The readers write into Miss Lonelyhearts because they are desperate for answers. What are the answers to such terrible questions? I believe there is at least one reward, in even the most grim situation, of knowing the battle: at least it is real. And some believe, as we enter the coldest winter, that there may be something valuable there.
“Some survivors of trauma end up embarking on what [social psychologist Amy[ Canevello and other psychologists call post-traumatic growth,” writes Matt Simon in Wired. “That uncontrollable rumination evolves into a more deliberate thinking about the event, in which the patient puts the pieces of their worldview back together—not to forget the incident, but to incorporate it into a new way of seeing the world.” The expert explains further:
“Which is why it's called post-traumatic growth, right?” asks Canevello. “You're not the same person you were before, because you've had to figure out a way to incorporate this really negative thing into your sense of who you are and how the world operates.”

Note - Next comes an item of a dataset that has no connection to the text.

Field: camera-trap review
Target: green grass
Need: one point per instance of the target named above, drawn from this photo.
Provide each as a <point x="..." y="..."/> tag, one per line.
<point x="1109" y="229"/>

People are hungry. Evictions loom. Real problems are going unaddressed, as homelessness and poverty explode alongside the illness sweeping America. Just how every day, each of us has to participate in flattening the curve, wearing masks and socially distancing, the inhumanity of this era demands of us all: we have to build more meaningful lives. Laid bare, we see how little our country takes care of its people. This cannot be allowed to go on.
We run sidelong, seeking distractions and stimulation, instead of uniting for the hard work necessary to change this situation. So many of us live shadow lives — a simulacrum of what we know we should be doing, and which terrifies us, beyond even the material. More, more more — I get this job, this house, this girlfriend, this car, and I’ll be safe. No matter how valuable such things might be, they are inevitably false solutions to the larger problem. The pain of not doing what we know we’re meant to be doing aims to kill.
As the first vaccines are administered, we can have the hope Stockdale spoke of as a necessity. This nightmare will end. In that, we must have absolute faith. But such an end is just a beginning. In the months that I stopped writing for myself, I twisted myself into shame, into a thousand diversions, all meant to distract from the fact that I knew this is what I’m supposed to be doing. The only way out is through. The cherry blossoms that fell last spring will bloom again. And even the loss of a friend isn’t an evaporation. He will be with me, always, as I hope those lost to Covid always are.